No NFL franchise before or since can match that streak of futility.
“Coach Dungy stayed consistent,” Brooks said in explaining the startling Tampa turnaround. “He didn’t waver, yet he made adjustments. There’s a fine line with that. His message was easy to buy into. It wasn’t like he would say one thing and do another. I think there’s too much of that today.”
That doesn’t mean Dungy was immune to self-doubt.
“We had a lot of pieces in place in 1996, so I really couldn’t believe we started off 1-8,” Dungy said. “It was like, how are we losing these games? The doubts are there a little, but you know what you’re preaching is the right thing.

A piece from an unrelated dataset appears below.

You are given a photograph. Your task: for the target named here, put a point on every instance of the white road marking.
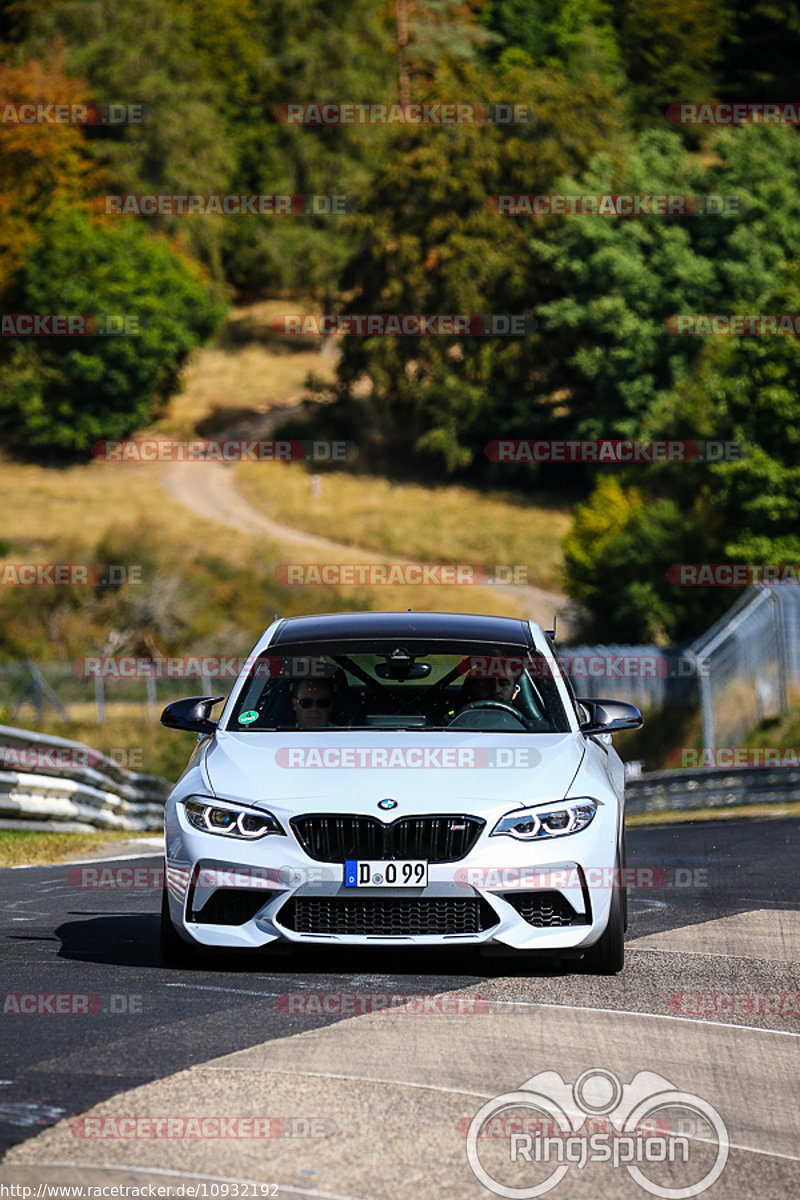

Coach Noll would say stubbornness is a virtue ... if you’re right.”
Dungy stuck to his tenets, and the Bucs responded with 54 wins in his six seasons. After his dismissal, Dungy finished his career with seven years on the Indianapolis sideline, averaging 12 wins per season and leading the 2006 Colts to a Super Bowl victory against the Bears and new Bucs coach Lovie Smith.
In becoming the first black head coach to win a Super Bowl, Dungy embraced his status as a role model for a new generation.
“Tony Dungy was a blueprint for me in terms of what I wanted to be and how I wanted to get there,” said Steelers coach Mike Tomlin, a Tampa Bay assistant for five seasons. “Coach Dungy understood his platform and utilized it for good. He never abused it. Looking back, I worked in a defensive mecca during my years in Tampa. I was around the guy, and all those other key guys.”
With his arms folded and his emotions under wraps, Dungy’s demeanor offered a stark contrast to his more histrionic contemporaries.
“Too often, we hear that ‘nice guys’ lack the necessary edge to achieve at the highest levels,” Falcons president and former Bucs GM Rich McKay said. “Tony Dungy puts this myth to rest.
“Tony is a gentleman and a true class act. His leadership, football acumen and passion for the game do not get the credit they deserve because of his unassuming personality and lack of self-promotion.”
In 13 seasons, Dungy was historically successful.
Dungy’s career winning percentage (.668) ranks sixth all-time among NFL coaches with at least 100 regular-season victories. The five men ahead of him — Madden, George Allen, George Halas, Don Shula and Paul Brown — are in the Hall.
Dungy’s teams made the playoffs in each of his final 10 seasons, an NFL-record streak for head coaches, and his career average of 10.7 wins per season is the best in league history for coaches with at least four years of experience.
“First, I always think about Tony Dungy the man,” Hall of Fame coach Joe Gibbs said. “As a person, he is awesome. Second, he had a way about him. His teams looked a certain way and they played a certain way.
“You knew on defense they were going to be solid. He worked his way up and when he got there, he handled everything with such class. It’s hard to think of someone who had a better command of the game.”
Editor’s note: Tribune staff writer Ira Kaufman is the Tampa Bay representative on the Pro Football Hall of Fame Selection Committee.